The main topic of this presentation begins in November 1841, when an unexpected revolt took place on the US slave ship Creole that transported 139 slaves aged between 13-25 from Virginia to Louisiana. Nineteen rebels on board seized the ship, killing one of the slave traders aboard and wounding the ship’s captain, Robert Ensor. After some debate about where to go on the ship, the rebels then ordered the crew to sail them into free waters, that is, the British Bahamas. After the diplomatic debate between the US consul and British colonial officials, because of the illegality of slavery in the British colonies, a declaration was delivered by the British officials that no intervention would be made if the captives decided to leave the slave ship. Eventually, more than 130 of these former “slaves” managed to flee from their original destinies full of sufferings and stepped towards the free soil and free land.

Success of the mutiny that took place on Creole inspired abolitionists and struck fear in slaveholders. It represented the waves of anti-slavery rebellions led by African Americans in pursuit of their freedom in the context of the international struggles over the abolition on slavery. The Creole Slave-Ship Revolt also serves as an important part contained in African-American history and cultural memory. One reason that led to the rebel’s success, Professor Kerr-Ritchie emphasized, was the new proximity of slave and free coastlines caused by the emergence of slave shores on one side and free shores on the other side that began in the 1830s. It was the proximity that later acted as a vital part in the Creole story, helping the black American captives to choose a short passage to liberty on foreign soil rather than staying on the voyage destined for slavery in the USA.
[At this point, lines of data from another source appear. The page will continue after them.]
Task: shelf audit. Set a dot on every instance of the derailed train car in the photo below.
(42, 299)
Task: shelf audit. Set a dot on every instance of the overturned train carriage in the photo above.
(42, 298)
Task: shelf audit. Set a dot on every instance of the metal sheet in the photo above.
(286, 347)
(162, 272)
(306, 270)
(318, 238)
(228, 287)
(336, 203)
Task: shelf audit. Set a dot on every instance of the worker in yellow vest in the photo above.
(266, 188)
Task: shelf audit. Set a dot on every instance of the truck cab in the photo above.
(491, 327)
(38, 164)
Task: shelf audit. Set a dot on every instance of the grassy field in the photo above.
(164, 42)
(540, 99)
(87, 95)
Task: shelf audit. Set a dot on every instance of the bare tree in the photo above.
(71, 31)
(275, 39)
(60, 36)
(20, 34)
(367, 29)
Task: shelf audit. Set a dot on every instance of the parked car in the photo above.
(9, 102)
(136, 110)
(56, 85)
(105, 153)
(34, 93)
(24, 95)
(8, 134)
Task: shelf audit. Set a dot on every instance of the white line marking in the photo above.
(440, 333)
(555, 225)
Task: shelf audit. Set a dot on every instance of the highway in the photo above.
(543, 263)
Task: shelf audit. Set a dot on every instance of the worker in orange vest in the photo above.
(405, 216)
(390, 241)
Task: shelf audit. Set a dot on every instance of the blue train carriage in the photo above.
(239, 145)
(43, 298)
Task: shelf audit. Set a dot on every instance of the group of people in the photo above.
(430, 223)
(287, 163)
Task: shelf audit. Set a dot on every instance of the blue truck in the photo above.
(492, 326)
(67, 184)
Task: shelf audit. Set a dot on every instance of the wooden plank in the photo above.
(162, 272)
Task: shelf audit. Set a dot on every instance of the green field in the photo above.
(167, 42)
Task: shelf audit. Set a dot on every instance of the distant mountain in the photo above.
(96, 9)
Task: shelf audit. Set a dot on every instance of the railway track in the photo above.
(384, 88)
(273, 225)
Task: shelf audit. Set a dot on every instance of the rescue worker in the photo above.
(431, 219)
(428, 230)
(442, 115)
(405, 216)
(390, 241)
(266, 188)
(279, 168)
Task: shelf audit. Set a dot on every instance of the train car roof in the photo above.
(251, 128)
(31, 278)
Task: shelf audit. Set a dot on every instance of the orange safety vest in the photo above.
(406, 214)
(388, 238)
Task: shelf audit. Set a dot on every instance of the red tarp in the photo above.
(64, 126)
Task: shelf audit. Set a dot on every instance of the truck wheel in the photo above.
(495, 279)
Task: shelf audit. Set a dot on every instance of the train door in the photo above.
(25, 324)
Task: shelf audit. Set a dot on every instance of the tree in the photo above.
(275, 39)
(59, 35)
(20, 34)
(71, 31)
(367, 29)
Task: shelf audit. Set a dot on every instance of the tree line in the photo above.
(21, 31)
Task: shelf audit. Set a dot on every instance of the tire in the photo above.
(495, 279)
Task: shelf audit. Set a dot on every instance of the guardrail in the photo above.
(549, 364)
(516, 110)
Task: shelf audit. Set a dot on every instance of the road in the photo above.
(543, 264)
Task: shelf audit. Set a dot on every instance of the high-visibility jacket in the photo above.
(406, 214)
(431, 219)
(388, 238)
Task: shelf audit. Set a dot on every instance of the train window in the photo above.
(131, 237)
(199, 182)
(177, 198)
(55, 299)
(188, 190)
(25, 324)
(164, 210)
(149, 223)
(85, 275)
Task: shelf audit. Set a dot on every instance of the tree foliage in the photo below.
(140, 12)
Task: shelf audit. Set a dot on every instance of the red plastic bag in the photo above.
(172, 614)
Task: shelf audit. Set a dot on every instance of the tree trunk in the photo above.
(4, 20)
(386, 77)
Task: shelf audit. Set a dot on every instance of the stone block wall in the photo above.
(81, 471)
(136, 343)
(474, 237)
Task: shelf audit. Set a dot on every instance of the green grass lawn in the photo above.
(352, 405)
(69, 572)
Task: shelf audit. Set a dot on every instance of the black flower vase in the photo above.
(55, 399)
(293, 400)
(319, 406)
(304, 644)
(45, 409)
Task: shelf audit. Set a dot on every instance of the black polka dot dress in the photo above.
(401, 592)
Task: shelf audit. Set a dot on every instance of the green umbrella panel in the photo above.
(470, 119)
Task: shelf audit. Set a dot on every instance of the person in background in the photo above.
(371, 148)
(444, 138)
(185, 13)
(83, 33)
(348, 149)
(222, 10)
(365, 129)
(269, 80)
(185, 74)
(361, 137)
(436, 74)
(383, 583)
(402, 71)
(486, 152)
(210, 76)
What significances lie behind the history of Creole slave ship? Professor Ritchie used several points for his conclusion. Firstly, the ship Creole itself sheds light on the expansion of slavery during the 19th century, conducted by the young American empire, at a time when Britain and other nations were beginning to abolish slavery. Secondly, a broader framework describing the frequent interactions between the Caribbean Sea and the United States appeared due to an increased offshore slave trade, apart from the continental expansion of the domestic slave trade on black bodies. Thirdly, it demonstrates the collective power of the enslaved black Americans who fought together to liberate themselves by raising up a mutiny that was somewhat benefited from a unique geopolitical condition of spatially proximate free shores and slave shores. One should hardly be surprised that the anti-slavery actions were made possible by the slaves themselves—the African Americans who carried with them intense desires for freedom.

With the talk at an end, there still remains with great space for deeper thoughts. Professor Ritchie shared with us the Creole revolt by specially situating this issue into an international framework that includes the “clashing interests over slavery, slave trading, abolition, and empire building”. As slavery and freedom still occupy a core position in popular debates worldwide, the history of American slavery trading and the epic success done by the blacks shall not be excluded or forgotten. Looking back to the revolutionary 1841 Creole Slave-Ship issue, to summarize: what the rebels have done, they have done for freedom, for their new life controlled in their own hands.